SCt: Complaint need not develop legal theory & No Rooker-Feldman

A death-row inmate, Henry Skinner, convinced a majority of the Supreme Court that he could bring a claim under 42 U.S.C. § 1983 to seek additional DNA testing. Skinner won 6:3, with Ginsburg writing the majority opinion, and Thomas writing a dissent joined by Kennedy and Alito. The case contains some important procedural rulings relevant to both civil and criminal cases. Skinner v. Switzer, 2011 WL 767703 (Mar. 7, 2011).

First, the Court addressed the threshold issue of what level of specificity regarding the legal theory of the case was required for the complaint to survive a motion to dismiss.  The Court stated: “Skinner’s complaint is not a model of the careful drafter’s art, but under the Federal Rules of Civil Procedure, a complaint need not pin plaintiff’s claim for relief to a precise legal theory. Rule 8(a)(2) of the Federal Rules of Civil Procedure generally requires only a plausible ‘short and plain’ statement of the plaintiff’s claim, not an exposition of his legal argument.”  The dissent suggested that the complaint was “more naturally read” to allege a substantive due process claim rather than procedural due process, but the dissent “adopt[ed] the majority’s view” of the legal theory in the complaint, without advocating dismissal for a lack of clarity.  Thus, all appeared to agree that the complaint need not fully flesh out the plaintiff’s legal theory.

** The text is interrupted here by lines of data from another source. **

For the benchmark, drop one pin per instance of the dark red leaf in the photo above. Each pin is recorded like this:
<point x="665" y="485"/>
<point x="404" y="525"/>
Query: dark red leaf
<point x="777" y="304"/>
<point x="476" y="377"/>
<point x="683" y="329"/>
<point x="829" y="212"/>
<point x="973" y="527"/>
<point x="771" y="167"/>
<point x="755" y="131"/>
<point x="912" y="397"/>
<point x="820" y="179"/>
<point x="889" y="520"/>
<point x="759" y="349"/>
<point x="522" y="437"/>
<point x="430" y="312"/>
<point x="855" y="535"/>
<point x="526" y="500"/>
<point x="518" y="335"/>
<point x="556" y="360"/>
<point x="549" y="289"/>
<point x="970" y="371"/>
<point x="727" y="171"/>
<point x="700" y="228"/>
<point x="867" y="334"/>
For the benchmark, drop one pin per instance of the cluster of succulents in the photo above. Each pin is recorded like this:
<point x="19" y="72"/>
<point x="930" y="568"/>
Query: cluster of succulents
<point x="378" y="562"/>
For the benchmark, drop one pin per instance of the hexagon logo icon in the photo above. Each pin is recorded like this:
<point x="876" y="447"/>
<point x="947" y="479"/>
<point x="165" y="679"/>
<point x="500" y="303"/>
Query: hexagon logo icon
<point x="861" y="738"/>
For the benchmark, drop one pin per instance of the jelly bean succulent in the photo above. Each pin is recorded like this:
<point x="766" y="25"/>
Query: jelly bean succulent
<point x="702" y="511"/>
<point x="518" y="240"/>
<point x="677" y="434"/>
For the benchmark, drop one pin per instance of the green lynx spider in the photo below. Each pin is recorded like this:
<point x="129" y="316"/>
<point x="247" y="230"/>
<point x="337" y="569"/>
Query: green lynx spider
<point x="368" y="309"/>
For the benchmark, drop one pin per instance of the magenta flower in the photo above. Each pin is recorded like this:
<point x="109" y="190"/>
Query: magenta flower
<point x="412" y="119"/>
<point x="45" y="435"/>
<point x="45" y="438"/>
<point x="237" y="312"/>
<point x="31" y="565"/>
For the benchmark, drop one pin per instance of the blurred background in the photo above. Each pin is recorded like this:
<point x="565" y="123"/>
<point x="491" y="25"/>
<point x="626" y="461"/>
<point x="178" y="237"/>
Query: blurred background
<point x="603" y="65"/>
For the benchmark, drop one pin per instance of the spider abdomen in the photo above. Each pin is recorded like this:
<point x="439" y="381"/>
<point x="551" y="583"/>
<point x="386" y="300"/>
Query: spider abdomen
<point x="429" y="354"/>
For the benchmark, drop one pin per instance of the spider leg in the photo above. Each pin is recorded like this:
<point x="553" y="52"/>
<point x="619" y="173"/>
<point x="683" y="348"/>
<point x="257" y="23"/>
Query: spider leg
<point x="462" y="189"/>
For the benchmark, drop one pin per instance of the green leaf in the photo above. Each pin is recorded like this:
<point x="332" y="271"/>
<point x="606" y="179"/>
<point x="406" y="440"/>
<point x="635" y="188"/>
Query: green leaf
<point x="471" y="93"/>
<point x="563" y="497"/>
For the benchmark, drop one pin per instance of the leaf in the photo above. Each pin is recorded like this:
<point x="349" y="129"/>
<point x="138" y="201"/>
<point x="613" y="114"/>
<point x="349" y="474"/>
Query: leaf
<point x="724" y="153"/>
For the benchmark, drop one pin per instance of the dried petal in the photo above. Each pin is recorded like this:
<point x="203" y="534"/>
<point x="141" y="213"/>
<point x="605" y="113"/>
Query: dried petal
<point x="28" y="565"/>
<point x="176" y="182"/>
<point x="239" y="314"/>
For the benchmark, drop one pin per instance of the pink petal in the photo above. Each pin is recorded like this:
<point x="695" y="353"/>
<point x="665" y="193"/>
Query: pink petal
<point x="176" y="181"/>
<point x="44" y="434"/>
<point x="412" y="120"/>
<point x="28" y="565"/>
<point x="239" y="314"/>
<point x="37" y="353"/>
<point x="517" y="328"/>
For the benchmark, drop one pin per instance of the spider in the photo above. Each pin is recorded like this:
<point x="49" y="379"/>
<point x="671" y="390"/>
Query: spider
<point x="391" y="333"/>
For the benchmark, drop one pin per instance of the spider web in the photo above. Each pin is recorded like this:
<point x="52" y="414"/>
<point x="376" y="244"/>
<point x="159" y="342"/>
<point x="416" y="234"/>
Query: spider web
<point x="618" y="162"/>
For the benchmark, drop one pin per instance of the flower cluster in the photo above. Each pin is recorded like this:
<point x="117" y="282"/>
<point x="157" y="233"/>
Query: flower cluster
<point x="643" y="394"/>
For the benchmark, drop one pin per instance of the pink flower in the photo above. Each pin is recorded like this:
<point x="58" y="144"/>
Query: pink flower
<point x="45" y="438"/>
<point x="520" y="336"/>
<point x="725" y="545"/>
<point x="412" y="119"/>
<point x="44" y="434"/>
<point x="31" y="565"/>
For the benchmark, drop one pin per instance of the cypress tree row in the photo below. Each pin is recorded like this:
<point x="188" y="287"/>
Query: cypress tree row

Second, the Court rejected the challenge to federal court jurisdiction based on the Rooker-Feldman doctrine.  Recently, a district court applied Rooker-Feldman to bar a Medicaid claim. The case was appealed to the Sixth Circuit (contact me for amicus brief), but the claimant died before the appeal was argued and the appeal was dismissed as moot.  In Skinner, the Supreme Court majority emphasized the very limited reach of the Rooker-Feldman doctrine, and the dissent made no reference to Rooker-Feldman, dissenting on other grounds.  The Court noted that Rooker-Feldman bars federal court jurisdiction only when a plaintiff seeks federal court review of a state court decision.  As long as the plaintiff presents an independent claim, Rooker-Feldman does not bar federal jurisdiction of a question identical or related to a question raised in a state court proceeding.  The Court explained: “a state-court decision is not reviewable by lower federal courts, but a statute or rule governing the decision may be challenged in a federal action.”